I’ve been struggling with the thought that I’m not as sexual as I’m “supposed to be.”
First off, I know that the whole “supposed to be” concept is pretty bullshit in its own right. If you know me at all, you’ll know that I’m a big advocate of doing whatever you want regardless of what everyone else thinks. But that doesn’t mean I’m immune to the influence and pressures of society.
I can easily go months without sex. I don’t like saying that because I know I’ll get comments like “what’s the matter?” or “I can’t believe it!”, which are super annoying and make me feel like I’m doing something wrong. I used to say I have a high libido and I don’t even know if that’s true anymore. I don’t know if I’m qualified to say I have a high sex drive if there are periods in my life where I’m nearly abstinent.

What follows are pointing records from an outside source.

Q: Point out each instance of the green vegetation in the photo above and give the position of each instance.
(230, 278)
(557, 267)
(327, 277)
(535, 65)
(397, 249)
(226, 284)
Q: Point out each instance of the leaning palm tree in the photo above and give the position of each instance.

Of course, I’m talking about sex with other people. I masturbate a lot, pretty much daily. I watch porn. I read and watch a lot of material about sex. I do my photoshoots which are often erotic. I take lots of pictures and make videos. I enjoy doing these things and I feel like they are great forms of sexual expression.
But there’s this nagging feeling that doing those things isn’t “enough.”
It’s especially hard when so much of my social sphere is dominated by kinksters and poly-enthusiasts and just generally sexually-liberated people. Everyone is so open about sharing their sex lives, which is awesome, but it means that I’m constantly bombarded with stories and photos of them fucking while I’m alone in my apartment doing yoga and watching YouTube. I realize that social media is a horribly inaccurate representation of real life; I know that what I’m seeing is only a glimpse into people’s lives and I know that they aren’t constantly in sexual situations. I know these things to be true and yet I still feel like I’m somehow inadequate because I’m choosing not to participate in similar activities.
Plus there’s added pressure that I’ve put on myself. I had set out a few years ago to explore with more sexual partners. I tried it for a while and I realized that it wasn’t as satisfying as I wanted it to be. Most of the time I have the emotional maturity and cognitive strength to say, “I tried that and it just didn’t work out”, but there’s part of me that categorizes it as a failure. That’s why I still occasionally hook up with people. It’s like I can’t let go of that stage of my life. I keep trying every now and again, hoping that I’ll have some amazing experience that will offset all the time that I feel like I wasted.
I think what it comes down to is that I really like sex, I just don’t like people very much. I need this weird quasi-spiritual connection to someone to be remotely sexually interested in them. Finding that is incredibly rare. I actually feel very fortunate that there are a handful of people who I have this connection with.
Thing is, I don’t get to see these people very often. That is the reality of my life and theirs; I’m not sad about it, that’s just how it is. I can be pretty insatiable when they’re around, but when they’re not, I simply have little to no motivation to seek sexual stimulation from anyone else.
But then I feel like that lack of motivation makes me unattractive. I feel like I’m less sexually desirable because seeking other sexual partners isn’t high on my priority list. I feel like so many people see sex as the best thing ever and the fact that I don’t agree with that and that I’m not constantly wanting sex is blasphemy. I’m here seeking things I think are important, like, I don’t know, enlightenment and shit. But there always has to be some asshole around, ruining my parade by saying something like, “but don’t you like being fucked?”
I try not to listen to said assholes, yet I wonder if they have a point. Most of the time I know exactly what I want and what I don’t want, but comments like that make me wonder if I’m missing something.